Whitewashing the Reds in northern Thailand

Phra Khru Suthep Sitthikun, the abbot of a temple in Chiang Mai, with the flags that authorities removed from his temple wall because they deemed it a symbol of the red shirts. The red shirts are key supporters of the ousted government. -- ST PHOTO:
Phra Khru Suthep Sitthikun, the abbot of a temple in Chiang Mai, with the flags that authorities removed from his temple wall because they deemed it a symbol of the red shirts. The red shirts are key supporters of the ousted government. -- ST PHOTO: TAN HUI YEE

Phra Khru Suthep Sitthikun, the abbot of Sri Boon Ruang temple in Chiang Mai, stares glumly at the pile of red flags by his feet.

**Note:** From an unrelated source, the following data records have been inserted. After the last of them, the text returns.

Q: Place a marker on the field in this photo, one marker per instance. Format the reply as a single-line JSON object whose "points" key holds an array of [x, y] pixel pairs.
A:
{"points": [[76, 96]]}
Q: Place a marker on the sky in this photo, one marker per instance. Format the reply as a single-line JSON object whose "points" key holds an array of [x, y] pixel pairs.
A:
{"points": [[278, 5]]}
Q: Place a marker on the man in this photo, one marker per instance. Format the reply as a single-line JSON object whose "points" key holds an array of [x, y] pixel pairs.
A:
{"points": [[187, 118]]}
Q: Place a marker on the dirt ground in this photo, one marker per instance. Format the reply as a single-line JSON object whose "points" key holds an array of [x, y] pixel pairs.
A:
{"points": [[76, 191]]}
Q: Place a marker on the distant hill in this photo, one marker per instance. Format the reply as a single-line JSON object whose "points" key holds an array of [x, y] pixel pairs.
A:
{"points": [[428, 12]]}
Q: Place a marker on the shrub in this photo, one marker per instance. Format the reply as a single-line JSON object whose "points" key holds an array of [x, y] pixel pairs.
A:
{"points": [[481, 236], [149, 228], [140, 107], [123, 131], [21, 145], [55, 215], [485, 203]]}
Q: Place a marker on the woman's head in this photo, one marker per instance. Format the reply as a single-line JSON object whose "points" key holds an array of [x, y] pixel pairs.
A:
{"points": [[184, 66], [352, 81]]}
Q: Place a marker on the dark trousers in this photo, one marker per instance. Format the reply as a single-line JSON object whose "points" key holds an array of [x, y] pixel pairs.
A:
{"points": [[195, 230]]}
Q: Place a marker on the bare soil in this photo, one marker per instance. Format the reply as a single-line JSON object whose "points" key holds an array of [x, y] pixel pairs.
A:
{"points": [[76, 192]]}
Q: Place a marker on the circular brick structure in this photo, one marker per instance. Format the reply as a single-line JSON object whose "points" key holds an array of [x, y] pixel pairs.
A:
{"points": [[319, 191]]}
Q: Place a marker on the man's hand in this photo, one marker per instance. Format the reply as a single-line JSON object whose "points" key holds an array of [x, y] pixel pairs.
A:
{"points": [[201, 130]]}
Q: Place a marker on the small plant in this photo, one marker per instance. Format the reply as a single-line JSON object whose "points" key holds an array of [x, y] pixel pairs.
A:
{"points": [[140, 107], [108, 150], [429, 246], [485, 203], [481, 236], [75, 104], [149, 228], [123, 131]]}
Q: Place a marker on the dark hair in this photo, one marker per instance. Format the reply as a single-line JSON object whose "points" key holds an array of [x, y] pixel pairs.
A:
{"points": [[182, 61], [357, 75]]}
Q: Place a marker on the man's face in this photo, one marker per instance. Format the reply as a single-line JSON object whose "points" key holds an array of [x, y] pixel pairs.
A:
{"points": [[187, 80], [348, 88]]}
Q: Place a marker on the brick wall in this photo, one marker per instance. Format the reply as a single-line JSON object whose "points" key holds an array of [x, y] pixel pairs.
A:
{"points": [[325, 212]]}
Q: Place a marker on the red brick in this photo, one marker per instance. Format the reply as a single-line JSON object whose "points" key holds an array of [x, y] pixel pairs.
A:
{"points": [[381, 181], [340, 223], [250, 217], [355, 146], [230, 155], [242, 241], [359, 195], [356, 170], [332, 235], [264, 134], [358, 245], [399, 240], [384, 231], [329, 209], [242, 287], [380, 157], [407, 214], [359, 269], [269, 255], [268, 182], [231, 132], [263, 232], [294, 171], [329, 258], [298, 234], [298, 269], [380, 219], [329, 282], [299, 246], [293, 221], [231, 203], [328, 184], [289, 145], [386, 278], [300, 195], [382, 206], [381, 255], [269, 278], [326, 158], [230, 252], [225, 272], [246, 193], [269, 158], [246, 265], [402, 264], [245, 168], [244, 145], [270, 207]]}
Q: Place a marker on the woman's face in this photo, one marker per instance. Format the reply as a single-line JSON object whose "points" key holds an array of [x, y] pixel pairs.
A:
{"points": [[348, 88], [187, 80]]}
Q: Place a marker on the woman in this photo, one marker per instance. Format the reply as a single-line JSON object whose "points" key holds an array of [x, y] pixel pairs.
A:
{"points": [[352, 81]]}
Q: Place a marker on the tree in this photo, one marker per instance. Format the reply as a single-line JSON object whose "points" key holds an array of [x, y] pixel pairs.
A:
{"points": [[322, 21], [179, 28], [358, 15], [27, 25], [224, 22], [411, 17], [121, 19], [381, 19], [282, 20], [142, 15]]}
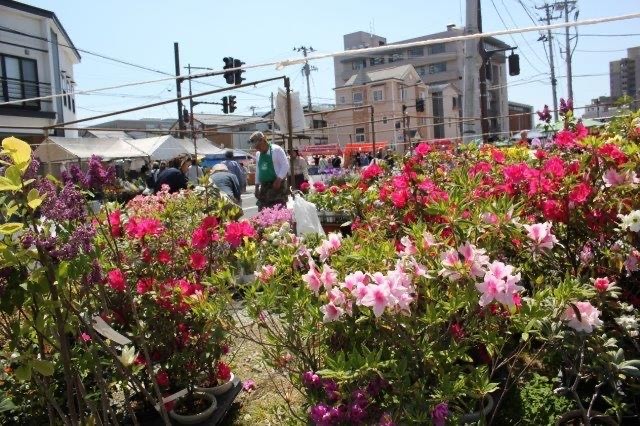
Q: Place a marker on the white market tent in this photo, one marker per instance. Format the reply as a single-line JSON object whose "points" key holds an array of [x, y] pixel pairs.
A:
{"points": [[203, 146], [159, 147], [58, 149]]}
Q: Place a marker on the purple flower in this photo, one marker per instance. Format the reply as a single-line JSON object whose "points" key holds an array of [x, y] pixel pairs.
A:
{"points": [[565, 107], [63, 206], [545, 114], [440, 413], [311, 380], [386, 420]]}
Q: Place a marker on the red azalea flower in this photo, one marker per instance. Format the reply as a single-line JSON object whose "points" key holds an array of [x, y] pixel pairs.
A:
{"points": [[319, 186], [144, 285], [198, 261], [423, 149], [400, 198], [210, 223], [498, 156], [200, 238], [163, 379], [164, 256], [371, 171], [116, 280], [115, 223], [565, 139], [140, 228], [236, 231], [223, 372], [580, 193]]}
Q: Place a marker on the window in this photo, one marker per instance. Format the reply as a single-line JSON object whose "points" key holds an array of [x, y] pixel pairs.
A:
{"points": [[437, 68], [19, 79], [415, 52], [395, 57], [434, 49], [359, 64]]}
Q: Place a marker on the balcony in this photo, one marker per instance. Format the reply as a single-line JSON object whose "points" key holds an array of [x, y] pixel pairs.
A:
{"points": [[14, 90]]}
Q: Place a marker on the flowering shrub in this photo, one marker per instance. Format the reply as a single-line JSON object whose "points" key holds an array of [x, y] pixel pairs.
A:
{"points": [[464, 275]]}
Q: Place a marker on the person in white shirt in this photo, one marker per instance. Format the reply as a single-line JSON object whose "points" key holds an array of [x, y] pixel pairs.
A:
{"points": [[271, 172], [194, 172], [300, 169]]}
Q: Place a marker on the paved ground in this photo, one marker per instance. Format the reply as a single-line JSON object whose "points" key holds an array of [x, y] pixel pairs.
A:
{"points": [[249, 203]]}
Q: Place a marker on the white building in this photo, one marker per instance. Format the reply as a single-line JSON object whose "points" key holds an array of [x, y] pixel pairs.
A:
{"points": [[36, 59]]}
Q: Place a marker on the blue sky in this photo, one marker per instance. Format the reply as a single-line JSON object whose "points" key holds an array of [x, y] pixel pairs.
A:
{"points": [[143, 32]]}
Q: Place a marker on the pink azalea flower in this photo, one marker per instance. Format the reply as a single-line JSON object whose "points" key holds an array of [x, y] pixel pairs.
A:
{"points": [[313, 280], [409, 247], [540, 234], [377, 298], [352, 280], [336, 296], [198, 261], [612, 178], [328, 277], [602, 284], [589, 317], [331, 312], [490, 218], [265, 273]]}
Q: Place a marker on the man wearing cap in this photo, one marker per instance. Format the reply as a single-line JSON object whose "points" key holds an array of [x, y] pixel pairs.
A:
{"points": [[235, 168], [271, 172], [226, 182]]}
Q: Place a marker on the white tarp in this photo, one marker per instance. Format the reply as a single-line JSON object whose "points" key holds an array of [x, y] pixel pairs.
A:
{"points": [[298, 121], [204, 147], [159, 147], [57, 149]]}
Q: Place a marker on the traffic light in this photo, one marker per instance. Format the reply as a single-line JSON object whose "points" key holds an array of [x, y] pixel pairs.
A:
{"points": [[229, 75], [237, 63], [232, 103], [514, 64], [225, 105]]}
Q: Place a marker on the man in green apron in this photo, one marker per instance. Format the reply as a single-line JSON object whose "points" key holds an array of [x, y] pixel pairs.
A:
{"points": [[271, 172]]}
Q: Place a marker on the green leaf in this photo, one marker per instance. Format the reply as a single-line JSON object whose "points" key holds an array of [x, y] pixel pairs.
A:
{"points": [[33, 199], [10, 228], [43, 367], [23, 373], [6, 405], [7, 185], [13, 174]]}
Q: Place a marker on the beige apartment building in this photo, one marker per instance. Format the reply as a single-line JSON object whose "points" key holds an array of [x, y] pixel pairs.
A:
{"points": [[386, 91], [436, 65]]}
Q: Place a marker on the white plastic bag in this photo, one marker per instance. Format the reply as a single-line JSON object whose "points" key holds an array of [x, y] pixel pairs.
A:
{"points": [[306, 215]]}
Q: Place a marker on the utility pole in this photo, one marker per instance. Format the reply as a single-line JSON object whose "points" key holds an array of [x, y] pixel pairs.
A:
{"points": [[306, 70], [176, 54], [567, 52], [554, 82], [469, 73]]}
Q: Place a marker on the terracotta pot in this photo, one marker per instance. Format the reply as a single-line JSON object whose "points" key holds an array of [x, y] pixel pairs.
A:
{"points": [[192, 419], [219, 390]]}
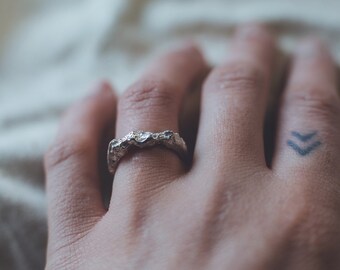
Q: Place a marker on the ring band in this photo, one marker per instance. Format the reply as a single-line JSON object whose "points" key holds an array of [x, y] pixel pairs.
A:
{"points": [[118, 148]]}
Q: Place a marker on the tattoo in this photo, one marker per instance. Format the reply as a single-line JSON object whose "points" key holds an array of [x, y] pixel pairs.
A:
{"points": [[304, 144]]}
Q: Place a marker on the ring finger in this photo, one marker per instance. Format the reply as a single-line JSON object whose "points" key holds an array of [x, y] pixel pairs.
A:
{"points": [[153, 104]]}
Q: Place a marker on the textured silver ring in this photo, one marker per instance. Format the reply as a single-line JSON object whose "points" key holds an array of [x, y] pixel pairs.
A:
{"points": [[118, 148]]}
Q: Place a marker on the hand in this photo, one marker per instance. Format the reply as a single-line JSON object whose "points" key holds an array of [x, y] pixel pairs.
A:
{"points": [[229, 210]]}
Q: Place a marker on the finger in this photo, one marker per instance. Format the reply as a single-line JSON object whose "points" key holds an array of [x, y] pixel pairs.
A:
{"points": [[190, 112], [71, 164], [308, 132], [153, 104], [234, 102]]}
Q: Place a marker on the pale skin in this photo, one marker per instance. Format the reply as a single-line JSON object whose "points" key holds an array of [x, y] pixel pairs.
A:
{"points": [[229, 209]]}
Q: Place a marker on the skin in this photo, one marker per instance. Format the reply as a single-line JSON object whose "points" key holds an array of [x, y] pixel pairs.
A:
{"points": [[229, 209]]}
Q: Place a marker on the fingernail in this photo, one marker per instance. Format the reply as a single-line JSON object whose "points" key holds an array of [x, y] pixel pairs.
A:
{"points": [[104, 87], [311, 47]]}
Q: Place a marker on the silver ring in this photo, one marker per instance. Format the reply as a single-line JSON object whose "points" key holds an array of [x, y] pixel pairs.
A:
{"points": [[118, 148]]}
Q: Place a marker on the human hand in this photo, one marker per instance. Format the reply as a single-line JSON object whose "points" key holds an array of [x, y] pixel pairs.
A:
{"points": [[229, 210]]}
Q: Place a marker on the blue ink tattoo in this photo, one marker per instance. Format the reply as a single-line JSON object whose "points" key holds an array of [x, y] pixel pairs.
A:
{"points": [[304, 146]]}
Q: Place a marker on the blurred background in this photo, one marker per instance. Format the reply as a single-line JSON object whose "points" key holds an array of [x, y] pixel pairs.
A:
{"points": [[53, 51]]}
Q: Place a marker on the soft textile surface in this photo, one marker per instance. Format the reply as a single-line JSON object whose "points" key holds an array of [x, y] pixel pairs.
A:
{"points": [[52, 51]]}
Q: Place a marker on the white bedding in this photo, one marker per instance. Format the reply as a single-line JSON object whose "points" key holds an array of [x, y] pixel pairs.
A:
{"points": [[52, 51]]}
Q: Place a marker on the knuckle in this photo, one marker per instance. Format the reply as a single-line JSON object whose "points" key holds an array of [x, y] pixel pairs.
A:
{"points": [[315, 102], [314, 226], [239, 77], [64, 151], [147, 95]]}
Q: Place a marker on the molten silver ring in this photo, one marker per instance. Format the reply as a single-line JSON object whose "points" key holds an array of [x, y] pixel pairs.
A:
{"points": [[118, 148]]}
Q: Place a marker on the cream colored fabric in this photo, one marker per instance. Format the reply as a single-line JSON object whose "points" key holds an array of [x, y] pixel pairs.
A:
{"points": [[52, 51]]}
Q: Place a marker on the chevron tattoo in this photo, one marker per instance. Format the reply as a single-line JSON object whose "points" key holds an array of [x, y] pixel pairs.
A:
{"points": [[303, 143]]}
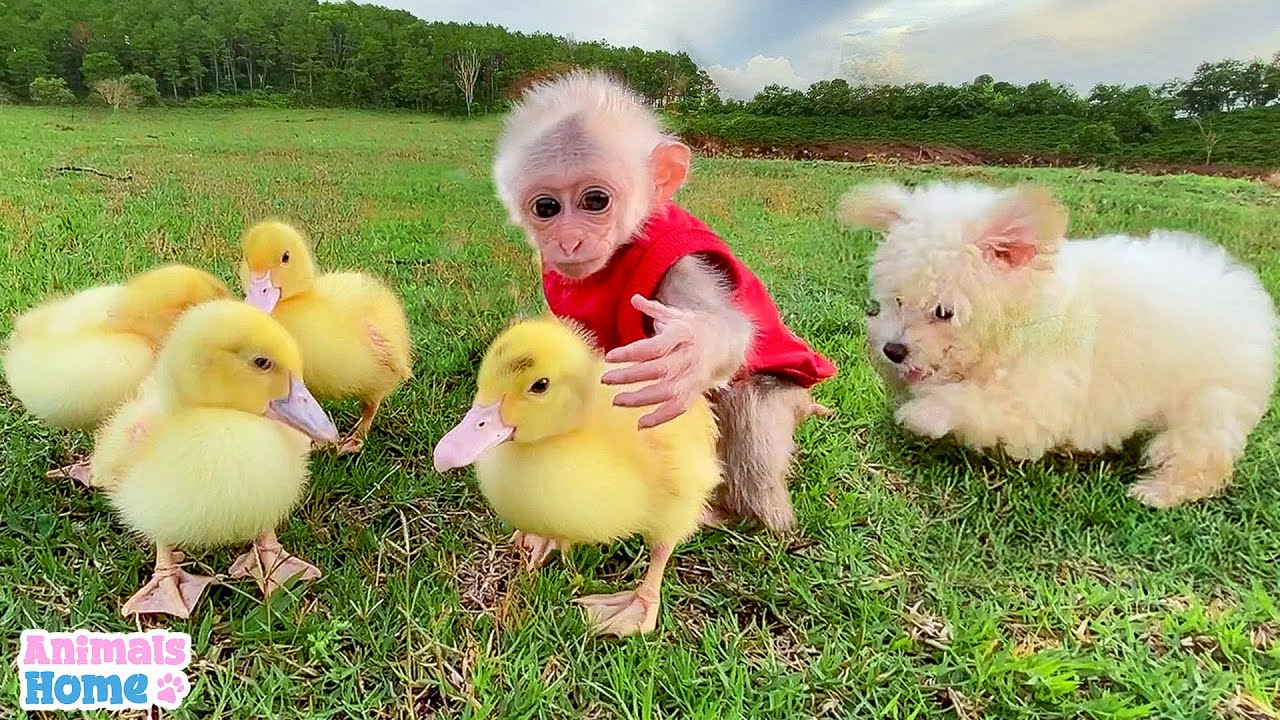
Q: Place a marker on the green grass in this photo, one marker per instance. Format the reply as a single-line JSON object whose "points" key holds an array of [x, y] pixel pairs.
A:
{"points": [[1246, 139], [923, 582]]}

A week ago, they were removed from the wall around his 700-year-old temple, as part of the Thai junta's bid to erase all traces of political affiliation in the north, a stronghold of the "red shirt" movement. The red shirts are key supporters of the ousted government.

The junta feels eradicating such "colour-coded" politics will help to heal the rifts created by the kingdom's nearly decade long political conflict. But Phra Khru Suthep is not hiding his unhappiness about the whole affair.

"These are blessed flags," he says, pointing to the prints on each flag to honour his spiritual teacher Luang Por Oh Pa See.

About three years ago, he wanted to dress up the temple walls with these flags to "protect" visitors to the temple, he said. Frequent visitors, who hailed from the Rak Chiang Mai 51 "red shirt" group, decided to sponsor the flags and flagpoles. Hence the words "Rak Chiang Mai 51" at a corner of each flag.

The junta deemed the flags as political symbols and decided to remove them.

The abbot remembers telling the policemen who had turned up with soldiers: "If you want to take them out, take them out yourself. … If I call people living from around here to remove them, it will become a big issue."

Since the May 22 coup, a community radio station run by the Rak Chiang Mai 51 group has been raided by soldiers and had its broadcasting equipment removed. A hotel owned by its leader Pechawat Wattanapongsirigul next door has been repeatedly raided by the military.

As a result, the hotel's caretakers decided to move a giant picture of self-exiled former premier Thaksin Shinawatra from the lobby into its disused snooker room.

Thaksin, who was toppled by a military coup in 2006, is adored by the rural masses in north and northeast Thailand. It was his ouster that gave birth to the "red shirt" movement.

About three hours drive away in Phayao, another northern province, a well-known 2.5-metre-high concrete marker proclaiming its Chun district as a "red shirt district" has been given a coat of white paint by officials.

The "red shirt" status, coined with the consent of its 86 component villages, was declared with much fanfare in the presence of some 3,000 people back in 2012. The marker sits on a small hill at the gateway to the district.

Intriguingly, even after local officials' whitewash, the original red paint on one of its three vertical surfaces has been left untouched.

Asked about this, local "red shirt" leader Siriwat Japamata smiles and would only say: "You know why they don't repaint it all."